The study noted here is an example of the sort of early stage discovery taking place in this part of the field, with researchers presenting in vitro data only on their drug of interest. Animal data arrives later, if at all: evidence of efficacy in destroying senescent cells in a cell culture often fails to translate to efficacy in destroying senescent cells in a living mammal.

The accumulation of senescent cells has an important role in the phenotypical changes observed in ageing and in many age-related pathologies. Thus, the strategies designed to prevent these effects, collectively known as senotherapies, have a strong clinical potential. Senolytics are a type of senotherapy aimed at specifically eliminating senescent cells from tissues. Several small molecule compounds with senolytic properties have already been identified, but their specificity and range of action are variable. Because of this, potential novel senolytics are being actively investigated.

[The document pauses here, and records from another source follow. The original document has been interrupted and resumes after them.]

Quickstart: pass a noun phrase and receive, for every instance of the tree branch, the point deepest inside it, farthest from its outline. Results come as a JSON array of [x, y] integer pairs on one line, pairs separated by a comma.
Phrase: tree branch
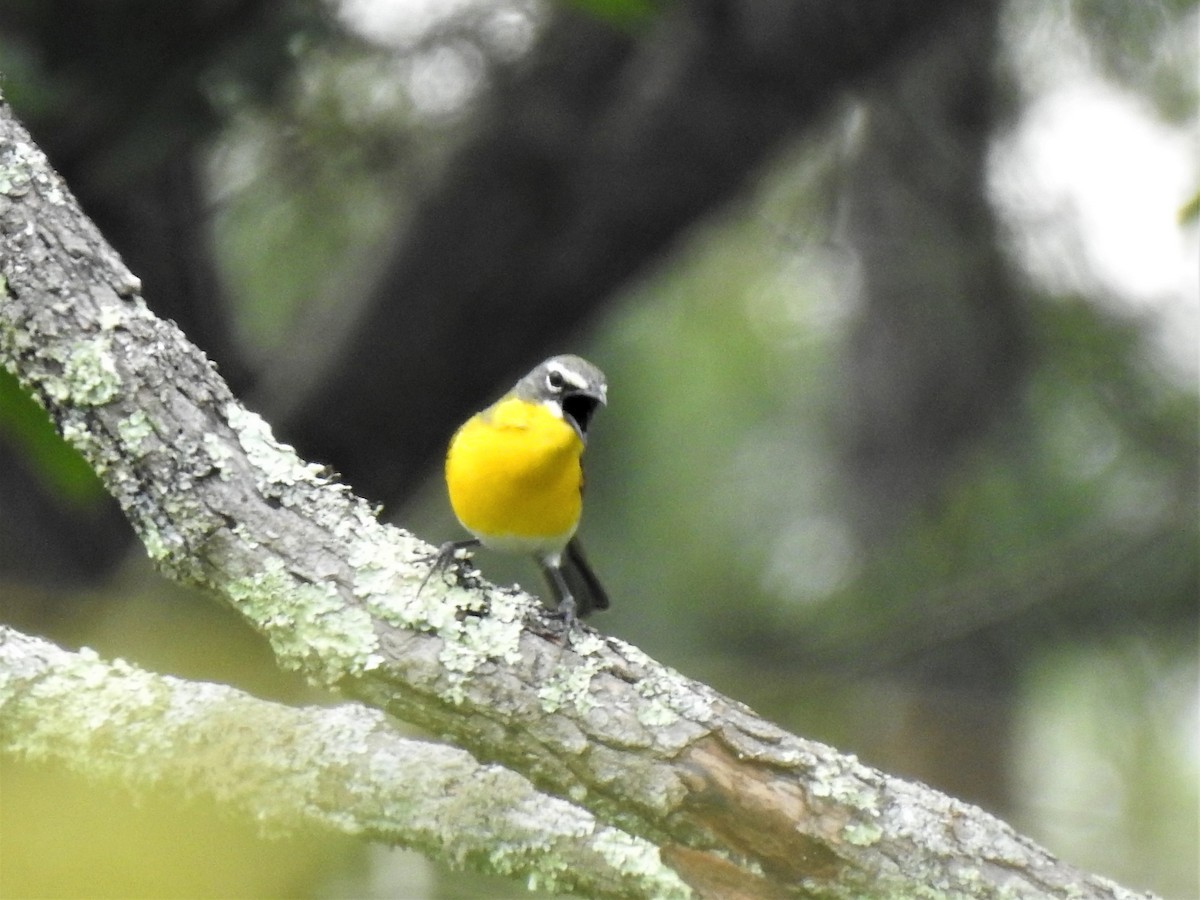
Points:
[[341, 768], [739, 807]]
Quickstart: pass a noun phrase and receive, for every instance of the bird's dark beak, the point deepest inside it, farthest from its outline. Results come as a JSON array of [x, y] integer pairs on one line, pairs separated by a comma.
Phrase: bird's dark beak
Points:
[[579, 407]]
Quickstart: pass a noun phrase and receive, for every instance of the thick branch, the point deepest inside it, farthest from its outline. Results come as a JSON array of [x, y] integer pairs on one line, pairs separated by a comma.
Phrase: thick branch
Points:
[[742, 807], [340, 768]]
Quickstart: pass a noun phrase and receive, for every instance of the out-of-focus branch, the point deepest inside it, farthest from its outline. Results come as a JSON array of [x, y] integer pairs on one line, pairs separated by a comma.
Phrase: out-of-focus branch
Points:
[[739, 807]]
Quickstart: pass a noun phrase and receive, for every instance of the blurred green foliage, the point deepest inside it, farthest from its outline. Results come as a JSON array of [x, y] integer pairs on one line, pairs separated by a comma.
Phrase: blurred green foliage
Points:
[[24, 424], [715, 497]]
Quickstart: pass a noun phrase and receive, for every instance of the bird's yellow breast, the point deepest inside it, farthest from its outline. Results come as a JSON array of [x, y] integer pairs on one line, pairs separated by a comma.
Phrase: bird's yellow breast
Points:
[[514, 477]]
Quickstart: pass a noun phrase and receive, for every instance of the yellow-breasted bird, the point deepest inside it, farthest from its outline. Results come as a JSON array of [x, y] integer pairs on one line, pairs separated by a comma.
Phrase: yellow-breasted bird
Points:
[[515, 480]]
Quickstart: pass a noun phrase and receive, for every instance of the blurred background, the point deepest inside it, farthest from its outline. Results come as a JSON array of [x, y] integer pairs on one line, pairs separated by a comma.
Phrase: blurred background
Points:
[[899, 307]]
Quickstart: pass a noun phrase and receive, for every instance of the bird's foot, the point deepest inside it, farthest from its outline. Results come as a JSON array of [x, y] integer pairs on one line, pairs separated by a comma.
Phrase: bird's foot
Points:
[[449, 552]]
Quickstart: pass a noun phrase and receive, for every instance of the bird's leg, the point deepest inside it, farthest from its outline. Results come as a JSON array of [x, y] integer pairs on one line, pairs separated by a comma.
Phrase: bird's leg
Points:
[[567, 606], [445, 555]]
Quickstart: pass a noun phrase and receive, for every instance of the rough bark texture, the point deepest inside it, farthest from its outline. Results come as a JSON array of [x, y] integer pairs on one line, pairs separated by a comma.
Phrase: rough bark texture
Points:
[[741, 808], [341, 768]]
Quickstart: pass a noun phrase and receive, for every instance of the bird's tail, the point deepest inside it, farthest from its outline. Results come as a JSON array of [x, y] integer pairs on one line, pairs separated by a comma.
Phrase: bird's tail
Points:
[[585, 586]]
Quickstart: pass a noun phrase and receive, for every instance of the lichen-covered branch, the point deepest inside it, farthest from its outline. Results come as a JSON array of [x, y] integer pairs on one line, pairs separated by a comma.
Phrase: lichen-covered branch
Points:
[[739, 807], [341, 768]]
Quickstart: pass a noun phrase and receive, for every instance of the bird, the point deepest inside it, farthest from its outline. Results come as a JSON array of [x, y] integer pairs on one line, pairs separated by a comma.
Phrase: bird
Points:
[[515, 479]]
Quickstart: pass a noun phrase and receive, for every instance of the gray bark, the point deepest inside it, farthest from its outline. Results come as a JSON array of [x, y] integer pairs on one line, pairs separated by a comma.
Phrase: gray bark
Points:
[[738, 807]]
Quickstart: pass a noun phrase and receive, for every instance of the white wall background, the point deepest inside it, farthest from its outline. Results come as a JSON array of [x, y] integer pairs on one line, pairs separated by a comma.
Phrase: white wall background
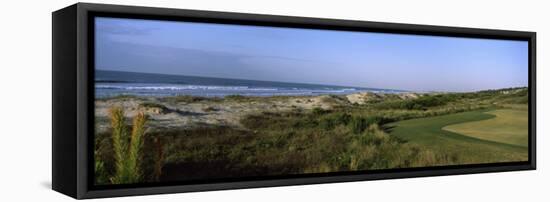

Given the involvement of histone deacetylases (HDACs and the PI3K pathway in senescence, we hypothesized that the dual inhibitor CUDC-907, a drug already in clinical trials for its antineoplastic effects, could have senolytic effects. Here, we show that CUDC-907 was indeed able to selectively induce apoptosis in cells driven to senesce by p53 expression, but not when senescence happened in the absence of p53. Consistent with this, CUDC-907 showed senolytic properties in different cell models of stress-induced senescence.

Our results also indicate that the senolytic functions of CUDC-907 depend on the inhibitory effects of both HDACs and PI3K, which leads to an increase in p53 and a reduction in BH3 pro-survival proteins. Taken together, our results show that CUDC-907 has the potential to be a clinically relevant senolytic in pathological conditions in which stress-induced senescence is involved.